I just realized this is gonna be the last time that I'm high in my childhood home. I'm kinda sad. I'm really high..
you described his penis as a "portable fishing pole"
please visit steve this weekend, he is getting mature and responsible and shit which scares me.
Somehow me not being able to breathe due to cocaine doesn't seem very domesticated.
Restaurants Roasting People Who Gave Them Negative Yelp Reviews (25 Pics)
how bad is she
captain morgan with tits
she's unstoppable after she starts doing shots and yelling NANNER
How on earth did you break your wrist?
I went into someone's yard so I could pee and I found a tireswing
What?! Why else would they put table cloths on a table if not for discreet oral sex? That's why they were invented! Read a book...

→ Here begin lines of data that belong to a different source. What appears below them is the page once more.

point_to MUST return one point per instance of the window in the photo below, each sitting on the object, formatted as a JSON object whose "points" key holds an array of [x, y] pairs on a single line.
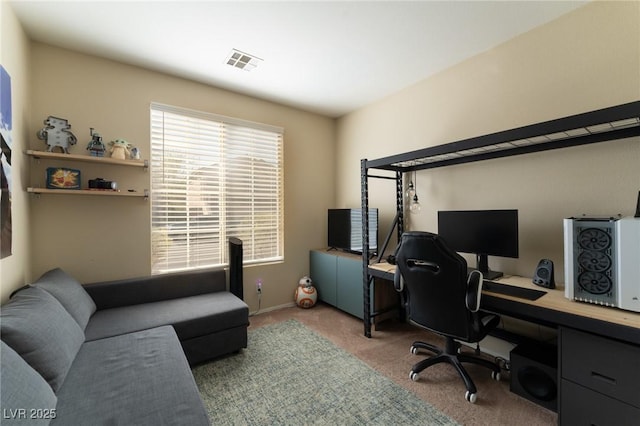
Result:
{"points": [[213, 177]]}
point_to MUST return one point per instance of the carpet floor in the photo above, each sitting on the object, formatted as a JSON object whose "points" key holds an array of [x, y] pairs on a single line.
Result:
{"points": [[291, 375], [387, 352]]}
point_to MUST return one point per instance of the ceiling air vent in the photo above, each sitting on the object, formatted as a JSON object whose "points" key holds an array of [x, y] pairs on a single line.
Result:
{"points": [[242, 60]]}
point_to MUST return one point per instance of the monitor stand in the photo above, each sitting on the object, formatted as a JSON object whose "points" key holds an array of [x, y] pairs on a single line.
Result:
{"points": [[483, 266]]}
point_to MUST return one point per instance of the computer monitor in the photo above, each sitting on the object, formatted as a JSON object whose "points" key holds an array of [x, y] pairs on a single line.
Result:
{"points": [[481, 232]]}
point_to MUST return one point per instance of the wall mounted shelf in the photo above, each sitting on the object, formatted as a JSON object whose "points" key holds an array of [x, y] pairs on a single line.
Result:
{"points": [[38, 155], [87, 159], [39, 191]]}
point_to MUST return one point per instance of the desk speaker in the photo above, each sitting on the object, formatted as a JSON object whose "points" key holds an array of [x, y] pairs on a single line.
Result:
{"points": [[544, 276], [534, 374]]}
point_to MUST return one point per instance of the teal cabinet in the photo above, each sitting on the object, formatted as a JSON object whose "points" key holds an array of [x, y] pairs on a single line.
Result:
{"points": [[337, 277]]}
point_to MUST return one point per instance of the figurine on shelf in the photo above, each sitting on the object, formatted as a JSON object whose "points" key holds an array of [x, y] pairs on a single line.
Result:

For future reference.... When you take a beer out of a 6pack... You don't insert your phone as a substitute.
Woman Posts Harassing DMs From Creep Online, Now He’s Upset Because People Told His Mom
Think of all the island guys I could have. Ah well.
You can not bait me into a "how Stella got her groove back" call and response.
So I have to borrow my moms car tomorrow to go pick up my ID from the strip club so I can board my plane tomorrow
Her parents are celebrating she found someone so well endowed.
Will there be champagne when they see the pay check?
I smoked my last bong as the sun rose. It was magical.
All I've done today is nap, eat candy and get off from my vibrator. I didn't know it was possible to be THIS single.
Im glad your laughing because im currently convincing my penis you didnt mean it and its all gunna be ok.